The most successful moment in this effort came when the community educator met with
staff at the AIDS Legal Referral Panel (ALRP). He asked to meet with ALRP in an effort to
anticipate potential legal questions, and with the hope of enlisting a group of community
experts to answer those questions for potential participants. Through discussing these
issues with the community educator, the ALRP staff became interested in the unique legal
challenges faced by vaccine trial participants. During the meeting, they managed to
quickly unearth a provision of California law which specifically addressed HIV vaccine
trial participants' legal issues--a law which neither the trial site or its national legal
advisors had known about previously. Clearly, ALRP's expertise would be useful both to the
site and to participants.
Meanwhile, the ALRP saw a benefit for continuing to consider and research the issue.

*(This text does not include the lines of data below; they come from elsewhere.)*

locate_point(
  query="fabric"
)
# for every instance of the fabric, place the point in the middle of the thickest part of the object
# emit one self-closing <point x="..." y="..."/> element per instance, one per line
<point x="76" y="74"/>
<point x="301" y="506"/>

For one thing, their funding and volunteer constituency are attorneys, who appreciate new
wrinkles in law, special ethical and legal challenges, and intellectually interesting
cases. The situation of vaccine trial participants--who often appear to be HIV-infected
without actually being HIV-infected--certainly qualified. And, becoming leaders in this
corner of the law would reaffirm ALRP's image as a group of attorneys who know AIDS law
backwards and forwards. Finally, and most importantly, knowing that a group of people
might have unique legal needs in the future helped ALRP staff prepare in advance for a
potential new challenge to their role as AIDS service providers.
The ALRP staff decided to conduct more legal research, and then decided to produce a
question-and-answer style document explaining the key legal issues for vaccine trial
participants. They wrote it with technical assistance from the HIVNET site on the
logistical and scientific issues of trial participation. The HIVNET community educator
then laid out the brochure and printed it (with an ALRP logo) with the site's budget. All
of this meant that ALRP only needed to contribute its expertise; the site took care of the
logistical and budgetary elements of producing and distributing the brochure. As the
process of producing the brochure came to a close, ALRP also pledged to represent vaccine
trial participants who might need legal assistance because of trial-related issues.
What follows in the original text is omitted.